Tweets fall into three broad categories that can be sorted according to whether they link elsewhere.  The true and perfect tweets are self-contained units of information, a pithy saying or joke, some with the beauty of a haiku.  At the other extreme are pointers to get you to read elsewhere.  In between is a matter of degree.  Thus:

  1. self-contained
  2. useful by itself, with link to explain more
  3. useless without expanding link.

When I don't have a WiFi connection, or am just looking for a quick diversion, I wish my tweet-stream could be filtered to allow only type 1). It shouldn't be hard to filter out all tweets containing links.
It would be nice to have the option to filter the type 2) tweets in and out, but that would be harder.

Another way to break tweets into three categories is

  1. general interest
  2. personal message
  3. advertisement.

There are authors and others whose tweets I follow, but I would rather filter out what they had for lunch or some reply to a message I didn't get from a friend of theirs.  For now, when there is too little useful information in the mix, I just un-follow.

Saturday, April 21, 2012

laptop logos should rotate

Because when the computer is closed, I naturally position it with the logo right side up.  But then I can't open it. I have to turn it around.  The PC makers want everyone else to see the logo right side up when the computer is open.  I understand that.  But a clever PC maker, who cared about usability, would have the logo right side up when closed, then rotate once opened.  A little gravity detector.  Like the way a phone screen rotates.  Yeah, sure, it could add to the cost.  But a really clever manufacturer would come up with a very cheap way to do this.

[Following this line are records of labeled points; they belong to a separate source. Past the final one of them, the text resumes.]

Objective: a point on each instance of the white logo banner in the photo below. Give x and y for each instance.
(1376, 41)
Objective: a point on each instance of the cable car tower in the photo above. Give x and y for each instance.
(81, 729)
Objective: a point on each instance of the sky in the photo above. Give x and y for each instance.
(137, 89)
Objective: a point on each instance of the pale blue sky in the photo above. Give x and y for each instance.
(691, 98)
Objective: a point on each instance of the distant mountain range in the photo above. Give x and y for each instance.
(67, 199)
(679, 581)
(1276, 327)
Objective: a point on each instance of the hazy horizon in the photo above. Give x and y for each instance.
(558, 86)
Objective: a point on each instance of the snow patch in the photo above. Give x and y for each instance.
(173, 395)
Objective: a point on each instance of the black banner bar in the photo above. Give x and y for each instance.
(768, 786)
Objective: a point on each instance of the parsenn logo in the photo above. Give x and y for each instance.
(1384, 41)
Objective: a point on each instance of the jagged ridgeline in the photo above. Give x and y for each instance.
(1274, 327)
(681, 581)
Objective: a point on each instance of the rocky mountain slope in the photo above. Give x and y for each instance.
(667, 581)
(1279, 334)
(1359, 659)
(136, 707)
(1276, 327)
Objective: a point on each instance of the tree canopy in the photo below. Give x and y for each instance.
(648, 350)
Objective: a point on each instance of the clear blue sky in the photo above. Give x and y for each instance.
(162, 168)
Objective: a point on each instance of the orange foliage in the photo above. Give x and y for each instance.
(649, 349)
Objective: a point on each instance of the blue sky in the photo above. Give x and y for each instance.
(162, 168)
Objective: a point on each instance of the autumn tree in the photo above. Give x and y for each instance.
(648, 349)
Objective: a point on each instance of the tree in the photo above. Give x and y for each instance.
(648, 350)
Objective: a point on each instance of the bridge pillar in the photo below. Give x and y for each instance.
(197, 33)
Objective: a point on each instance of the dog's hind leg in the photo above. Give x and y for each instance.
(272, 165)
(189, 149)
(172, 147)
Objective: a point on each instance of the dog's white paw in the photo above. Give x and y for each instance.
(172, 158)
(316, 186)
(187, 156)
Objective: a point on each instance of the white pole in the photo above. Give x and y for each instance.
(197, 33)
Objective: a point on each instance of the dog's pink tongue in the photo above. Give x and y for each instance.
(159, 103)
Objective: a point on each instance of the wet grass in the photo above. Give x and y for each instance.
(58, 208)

Of course, an entire generation of people have probably gotten used to making sure the logo is upside down. They might be confused by this.

A really clever NEW computer company would design a logo that had vertical symmetry.  Just for this reason.

Sunday, April 15, 2012

please follow my blog, please?

At tonight's inaugural meeting of W.orD. (Write or Die, Jim Isaac's name for us), Susan explained that it was useful to have a blog that people follow, and that to maintain followers, we would have to update it at least every other day.  The blog could be on anything and still help us sell fiction.

This blog isn't about anything because it is about anything.  To un-jam my thoughts.  It's mine.

Would you follow it?  Who are you, anyway?  Does anyone see this?

Should I share it on Google+?

No, I've resisted that before, because I like it being "pull" not "push".  Once you cross-post to Facebook/Twitter/Google+, then it's push.  The link to this blog is on my Facebook page and Twitter profile.  If anyone's interested, they've been notified where to look.

Do people still use the terms pull/push to describe methods of accessing content?

We are so primitive now, passing out advice on current wisdom on navigating our presence in the Web.  We don't understand it yet.  We're getting vague ideas that are rightly scaring us.

I read once that people in the future will regard as quaint our belief in the separation between "real" and "virtual".

We are starting to teach our kids how to take care in creating their Web presence, how it will stay with them always.  The World Wide Small Town, with no anonymous Big City to escape to.

Meandering topic of a blog post.  If I post more often, I'd meander way more.  And stay up too late.